The 44-year-old Washington state lawmaker knows that House Republicans, who battle the Senate and the White House on a daily basis, carry the burden of effectively communicating the GOP’s message.
“Even though we are the minority in this town, we are the majority and people look to us for direction and for the plan coming from the Republicans. So, what’s the way forward? I felt that responsibility coming out of the election … [Republicans] have to define our vision and make sure that people understand how the policies that we are promoting are going to make their lives better and create more opportunities for their children and themselves and make America strong,” McMorris Rodgers said in an interview with The Hill.
Elected in 2004, the five-term lawmaker spent nearly half her time in office as vice chairwoman of the conference, preparing for the position that she currently holds as the fourth-ranking House Republican.
McMorris Rodgers has been positioning her conference to take the lead in the digital media world since 2009.
Noting that Obama in 2008 was able to collect 13 million email addresses, McMorris Rodgers said “this is something that the Republicans need to learn; [we] need to move into the 21st century … Republicans need to be embracing these new communications tools. We started focusing on getting every member to sign up and use Facebook and Twitter. It was relatively new in 2009.”
Based on her success in getting GOP lawmakers up to speed technologically, she quietly built a foundation of credibility among her colleagues and a reputation for listening. That helped her succeed in the race for the conference chair against Rep. Tom Price (R-Ga.), a race that Boehner wanted her to win.
Now she is focused on arming her colleagues with the tools needed to be effective communicators, including hiring a “media trainer” to work one-on-one or in groups with lawmakers.

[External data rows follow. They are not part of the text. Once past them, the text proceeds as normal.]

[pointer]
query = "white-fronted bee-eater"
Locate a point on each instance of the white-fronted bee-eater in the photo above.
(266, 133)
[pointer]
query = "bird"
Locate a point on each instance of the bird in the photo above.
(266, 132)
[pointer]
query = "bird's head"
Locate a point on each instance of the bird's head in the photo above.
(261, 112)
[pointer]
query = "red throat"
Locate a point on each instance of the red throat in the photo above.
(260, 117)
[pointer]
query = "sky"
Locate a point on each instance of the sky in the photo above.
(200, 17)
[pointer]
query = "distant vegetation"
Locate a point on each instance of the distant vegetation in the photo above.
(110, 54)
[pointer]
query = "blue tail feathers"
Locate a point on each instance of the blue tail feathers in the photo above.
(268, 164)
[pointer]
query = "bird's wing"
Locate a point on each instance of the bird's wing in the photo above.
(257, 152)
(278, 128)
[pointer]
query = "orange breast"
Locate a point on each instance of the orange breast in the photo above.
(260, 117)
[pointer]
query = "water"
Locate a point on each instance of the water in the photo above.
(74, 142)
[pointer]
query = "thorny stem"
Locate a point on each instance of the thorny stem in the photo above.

“I want our members to be confident. I want them to be knowledgeable. I want to highlight what this conference has to offer,” McMorris Rodgers explained.
Even though she is the official conference spokeswoman, McMorris Rodgers prefers shining a spotlight on the rank-and-file members. She has an understated role on the GOP.gov website, forgoing a portrait on the home page.
Motivational sayings adorn the hallway walls in her office, including “Always Be Closing” and “Coffee is for Closers.”
Last year, she was discussed as Mitt Romney’s potential running mate. After Rep. Paul Ryan (R-Wis.) was tapped, the Romney campaign used McMorris Rodgers extensively as a surrogate.
Unlike many other Republican women in Congress, McMorris Rodgers is a staunch conservative. She is against abortion rights and has a 91 lifetime rating from the American Conservative Union.
However, she did support Boehner by voting for the controversial fiscal-cliff deal in January. That measure was opposed by many Republicans, including Majority Leader Eric Cantor (Va.) and Majority Whip Kevin McCarthy (Calif.).
She says the key to a smooth conference operation “starts with us opening up the lines of communications internally ... so we know where our colleagues are coming from and the line forward becomes clearer.”
Creating an open dialogue with members is one way that McMorris Rodgers fights a tough battle for consensus given the independent-minded makeup of the GOP conference.
Cole said the conference is not inclined to come to a unified position, but it “needs to develop a consensus ... and she seems to have a very adroit hand at doing that.”
House Republicans have held “listening sessions” where members have unlimited time to air their position on issues of the day, most recently immigration reform.
Despite her hectic schedule, McMorris Rodgers sees her 6-year-old son, Cole, get on the bus during the school year. After Cole was born with Down syndrome, the GOP legislator helped launch the Congressional Down Syndrome Caucus in 2008.
She recently announced she is expecting her third child.
McMorris Rodgers conceded that the “first trimester is more of a challenge in that it zaps some of your energy and by the end of the day I just wanted to crawl into bed and get a good night’s sleep. But I’m feeling very good right now.”
She is the first lawmaker to give birth to two kids while serving in Congress.
Slowing down is not an option. She noted she’s been “through it a couple of times before,” during an even busier time when she had her daughter, Grace, in December following the 2010 election.
This year, she’s already raised more than $500,000 for the National Republican Congressional Committee — one of five members to hit that mark — according to a source familiar with the campaign data.